Apple is seeking to escape from New York: In a filing made public this week, Apple has moved to have its pending state and class action trial over e-book price-fixing damages remanded to the courts they originated in. For the consumer class action, that would mean a potential home court advantage for Apple, as the case would be moved to the Northern District of California, while the states' action could be moved to the Western District of Texas.

In an order yesterday, Judge Denise Cote set the deadline for any opposition to Apple's suggestion of remanding the case for March 7, with replies due March 14.

Citing a Supreme Court decision [Lexecon], Apple attorneys argue that the case management order that brought the federal, state, and class action cases together in New York applied to pretrial activity only. Thus, any upcoming damages trials in the consumer and state actions should be moved from the Southern District of New York (where Apple has not fared well so far) to Northern California, where the first class action suit from Hagens Berman was filed in 2011, and to the Western District of Texas, where the states' action is based.

“The [New York] Court never entered an order consolidating the class actions and States’ action (except insofar as it overlapped with the DOJ’s liability case) for any purpose other than pretrial proceedings,” the Apple’s brief states. “[The New York] Court’s primary purpose, the coordination of consolidated pretrial discovery in the State and class actions, is complete.”

In addition to filing a motion to have the remaining damages trials remanded to their original Northern California and Texas jurisdictions, Apple filed its opposition to the state and consumer class action motions for summary judgment. That motion, however, was filed under seal and is not yet public.

But while Apple did file its opposition to the plaintiffs' summary judgment motions in New York, it also argued that the motions present “questions of law closely intertwined with trial proceedings,” and therefore should not be decided by Judge Cote in New York, but “by the court that will conduct the trial.”
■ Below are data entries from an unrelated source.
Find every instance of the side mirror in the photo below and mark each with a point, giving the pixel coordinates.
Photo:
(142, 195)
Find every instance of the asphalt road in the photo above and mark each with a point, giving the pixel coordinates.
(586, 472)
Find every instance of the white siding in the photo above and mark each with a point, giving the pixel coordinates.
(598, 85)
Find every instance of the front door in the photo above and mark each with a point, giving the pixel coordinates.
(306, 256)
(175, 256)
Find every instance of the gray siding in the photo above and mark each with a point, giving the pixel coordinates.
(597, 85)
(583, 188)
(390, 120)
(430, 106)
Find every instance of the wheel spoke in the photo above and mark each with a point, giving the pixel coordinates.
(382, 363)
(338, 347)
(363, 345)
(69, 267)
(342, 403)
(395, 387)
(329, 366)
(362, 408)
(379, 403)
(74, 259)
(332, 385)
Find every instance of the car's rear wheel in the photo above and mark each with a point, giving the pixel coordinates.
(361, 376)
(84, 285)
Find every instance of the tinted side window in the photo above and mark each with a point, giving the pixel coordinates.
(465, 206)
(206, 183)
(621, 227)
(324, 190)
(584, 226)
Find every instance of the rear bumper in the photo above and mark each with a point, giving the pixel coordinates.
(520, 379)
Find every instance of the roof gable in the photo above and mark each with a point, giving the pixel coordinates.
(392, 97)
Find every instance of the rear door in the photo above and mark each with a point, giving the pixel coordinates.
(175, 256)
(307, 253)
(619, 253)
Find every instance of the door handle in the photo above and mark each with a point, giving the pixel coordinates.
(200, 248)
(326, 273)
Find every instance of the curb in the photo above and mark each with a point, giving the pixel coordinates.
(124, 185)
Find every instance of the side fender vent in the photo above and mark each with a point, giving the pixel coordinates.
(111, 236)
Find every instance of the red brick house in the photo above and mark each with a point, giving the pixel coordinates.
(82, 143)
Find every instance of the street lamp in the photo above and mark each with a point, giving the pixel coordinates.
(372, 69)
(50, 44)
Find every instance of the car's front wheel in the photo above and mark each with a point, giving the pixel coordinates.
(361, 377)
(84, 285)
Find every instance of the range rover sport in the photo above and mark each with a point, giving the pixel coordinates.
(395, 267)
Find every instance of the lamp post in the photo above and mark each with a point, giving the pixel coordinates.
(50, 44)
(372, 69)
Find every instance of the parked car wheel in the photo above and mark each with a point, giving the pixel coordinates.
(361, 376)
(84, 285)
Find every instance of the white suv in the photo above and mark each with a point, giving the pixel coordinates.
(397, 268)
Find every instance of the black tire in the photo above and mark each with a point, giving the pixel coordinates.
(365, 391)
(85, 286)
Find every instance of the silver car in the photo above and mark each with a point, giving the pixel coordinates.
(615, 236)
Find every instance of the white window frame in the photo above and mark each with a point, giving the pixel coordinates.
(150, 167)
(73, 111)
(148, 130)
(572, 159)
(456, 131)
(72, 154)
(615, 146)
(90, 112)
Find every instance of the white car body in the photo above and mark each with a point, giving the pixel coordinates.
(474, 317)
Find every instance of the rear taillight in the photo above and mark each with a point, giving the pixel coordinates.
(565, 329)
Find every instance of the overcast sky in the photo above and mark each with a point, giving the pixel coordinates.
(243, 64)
The filing acknowledges that Apple’s remaining motion to dismiss the class action case against it, as well as the plaintiff’s motion for class certification (which Apple has opposed) are still pending before Judge Cote. But after Judge Cote issues rulings on those motions, Apple argues, any case going forward to trial should be remanded to courts in Northern California and Texas before April 11, 2014, when the parties are scheduled to submit joint pretrial orders, as required by this Court’s trial procedures.

After that April 11 date, Apple maintains, all pretrial proceedings will have “run their course,” and it would be “an exercise in futility for the parties to submit papers governing the conduct of a trial over which this Court has no jurisdiction.”

Currently, Apple is on track for a May, 2014 trial for damages, following Judge Denise Cote's July, 2013 ruling that Apple was the "ringmaster" of a conspiracy with five major publishers to fix e-book prices. The plaintiffs have put Apple's liability between $697 million and $840 million.